Innovation is the basis for any university student and staff effort but, at CU Denver, there’s a fight over who lays claim to the profits and companies developed by students while attending the university.
Caleb Carr is a senior at CU Denver and co-founder of Vita Inclanata Technologies. His company, which was founded four years ago, is developing a technology for rescue helicopters that is aimed at eliminating the cable swing when a rescuer or basket is lowered to a victim.
Carr served on an Oregon search and rescue team while in high school and found out firsthand how the inability to control the cable swing in the wind can lead to canceled missions and further risk to patients.
Carr lost his good friend and fellow search and rescue teammate Don Gomez in 2009 when heavy winds caused the rescue helicopter to call off the mission after Gomez suffered a heart attack. Gomez later died after the risky rescue was called off.
“What our technology does is it saves lives, I know from personal experience and also from meeting with a number of crew chiefs and medics who are basically putting their lives on the line,” said Carr.
Carr’s invention will put a sensor on the bottom of the rescue line and another on a lateral running device that is attached to the helicopter door. The two sensors will talk to one another and determine which way the device will slide laterally to counterbalance the pendulum swing of the cable.
Carr is hoping the result will be a rescue line dropped from a helicopter that has little to no swing to it, creating a safer environment for the rescuer on the other end and reducing the number of canceled missions.
But Vita Inclanata Technologies says its idea hit a snag when CU Denver alerted the team of students that all intellectual property rights belong to the university because the team was using significant university resources.
“They basically said, ‘It’s ours’ and that’s just the tough reality,” said Carr.
Now, Carr and his team of students are fighting the university’s policy, claiming students who create the idea, fundraise to bring the invention to market and promote the new product should hang on to the majority of intellectual property rights.
The policy lies within CU’s tech transfer program.
“CU is an interesting ordeal, because they’re completely self-funded on the tech transfer side, which provides an interesting incentive to make sure that you keep ownership of startups,” said Carr.
CU Denver tells Denver7 its decision on how much of a company’s intellectual property rights to keep is made on a case-by-case basis.
“If a student’s creating a startup company using the university's resources, the intellectual property belongs to the university.
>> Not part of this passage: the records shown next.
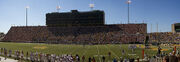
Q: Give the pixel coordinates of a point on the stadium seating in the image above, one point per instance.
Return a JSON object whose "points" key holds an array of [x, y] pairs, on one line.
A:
{"points": [[119, 33]]}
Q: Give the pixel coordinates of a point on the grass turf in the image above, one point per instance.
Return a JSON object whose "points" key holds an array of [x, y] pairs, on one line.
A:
{"points": [[96, 51]]}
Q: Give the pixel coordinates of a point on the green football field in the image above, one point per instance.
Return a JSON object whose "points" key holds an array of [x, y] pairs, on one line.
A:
{"points": [[96, 51]]}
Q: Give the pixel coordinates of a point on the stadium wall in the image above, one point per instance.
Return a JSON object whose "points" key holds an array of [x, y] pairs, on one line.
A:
{"points": [[117, 33]]}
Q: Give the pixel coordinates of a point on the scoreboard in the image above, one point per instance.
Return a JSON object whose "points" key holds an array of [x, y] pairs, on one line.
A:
{"points": [[176, 27]]}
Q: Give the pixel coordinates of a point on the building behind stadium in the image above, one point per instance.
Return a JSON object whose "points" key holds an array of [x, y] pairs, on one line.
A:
{"points": [[78, 28]]}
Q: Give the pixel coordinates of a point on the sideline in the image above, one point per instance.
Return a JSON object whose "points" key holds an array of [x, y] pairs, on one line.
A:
{"points": [[7, 60]]}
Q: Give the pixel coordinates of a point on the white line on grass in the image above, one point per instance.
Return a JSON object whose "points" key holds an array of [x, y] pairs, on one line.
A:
{"points": [[86, 50], [111, 51]]}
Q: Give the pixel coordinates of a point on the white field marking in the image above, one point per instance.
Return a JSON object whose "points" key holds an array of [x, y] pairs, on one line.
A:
{"points": [[86, 50], [111, 51], [73, 50], [98, 53], [7, 60]]}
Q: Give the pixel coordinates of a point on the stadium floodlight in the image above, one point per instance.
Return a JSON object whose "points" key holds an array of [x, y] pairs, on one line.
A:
{"points": [[58, 8], [27, 7], [91, 6], [128, 2]]}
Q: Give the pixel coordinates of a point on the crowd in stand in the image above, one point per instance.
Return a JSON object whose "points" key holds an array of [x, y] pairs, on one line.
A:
{"points": [[174, 56], [89, 34]]}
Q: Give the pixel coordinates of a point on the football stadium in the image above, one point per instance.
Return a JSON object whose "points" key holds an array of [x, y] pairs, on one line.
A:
{"points": [[83, 36]]}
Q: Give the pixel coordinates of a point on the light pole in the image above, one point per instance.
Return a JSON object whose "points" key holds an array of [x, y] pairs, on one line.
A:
{"points": [[128, 2], [58, 8], [91, 6], [27, 7]]}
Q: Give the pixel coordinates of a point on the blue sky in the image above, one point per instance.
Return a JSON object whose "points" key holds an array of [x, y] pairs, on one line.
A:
{"points": [[163, 12]]}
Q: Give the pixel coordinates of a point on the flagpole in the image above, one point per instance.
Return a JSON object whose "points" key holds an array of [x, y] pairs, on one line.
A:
{"points": [[27, 15], [128, 10]]}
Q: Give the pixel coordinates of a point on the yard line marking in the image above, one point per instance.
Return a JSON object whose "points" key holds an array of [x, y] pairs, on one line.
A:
{"points": [[86, 50], [111, 51], [98, 53]]}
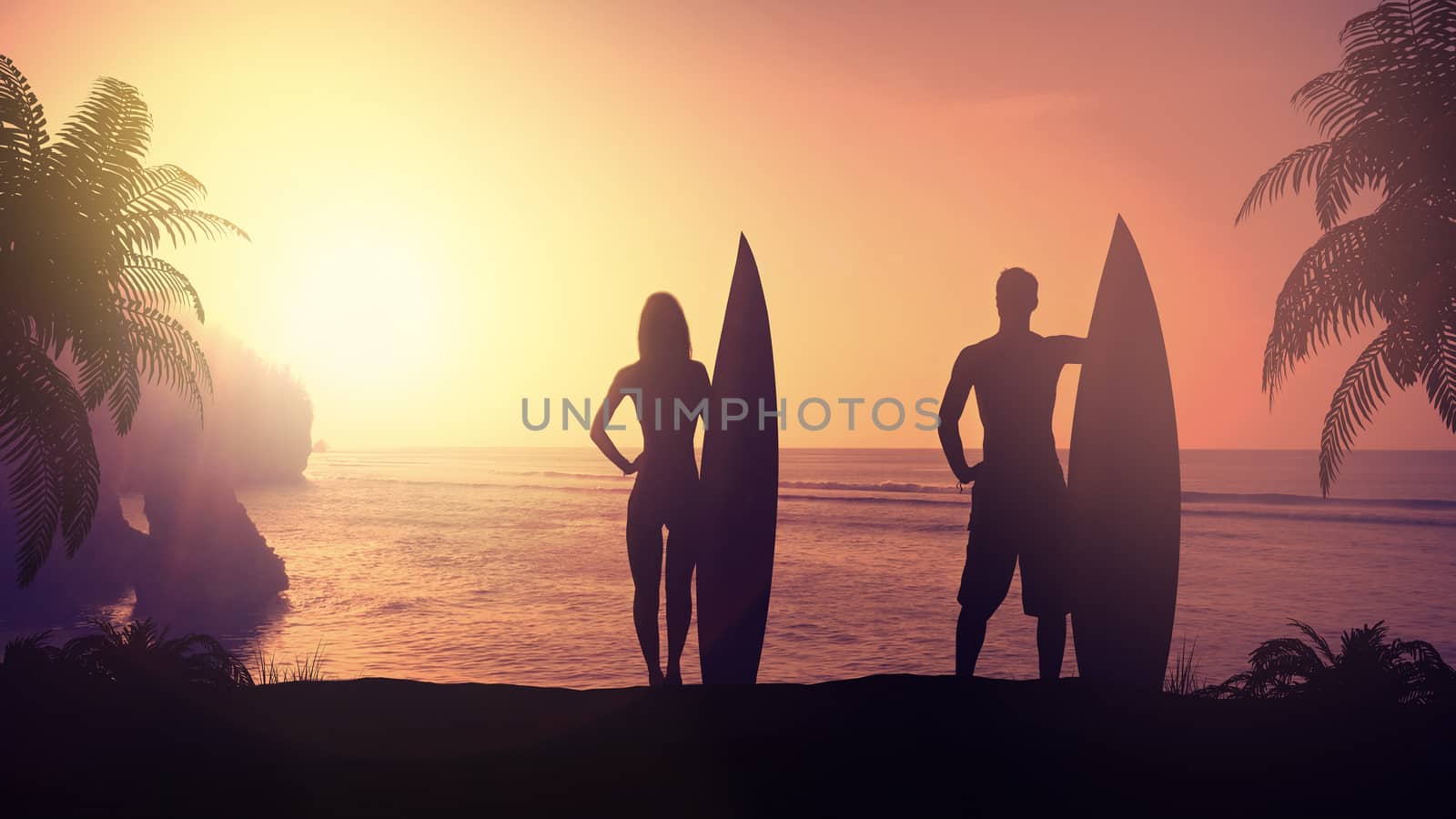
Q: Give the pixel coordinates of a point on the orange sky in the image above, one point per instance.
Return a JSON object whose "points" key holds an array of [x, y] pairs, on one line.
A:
{"points": [[456, 207]]}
You know, if it's something that's solely the student’s invention, then obviously it belongs to the student," said Ken McConnellogue, a spokesman for the University of Colorado.
Carr and his team are fighting the policy because they feel that taking most of all of what students create is causing students to abandon their ideas and inventions.
“I starting meeting more and more students who dropped out, who didn’t create a company even though they wanted to, or are being sued by the institution,” said Carr.
James Vezina is a business student working on the project, who says changing the policy for universities everywhere will grow more ideas, benefiting everyone.
“They’ll learn more, they’ll graduate with way more experience and they’ll have, possibly, a job right out of college,” said Vezina.
The team is working with some state lawmakers to draft a bill that would further protect students.
The bill is set to be introduced and assigned to committee this week.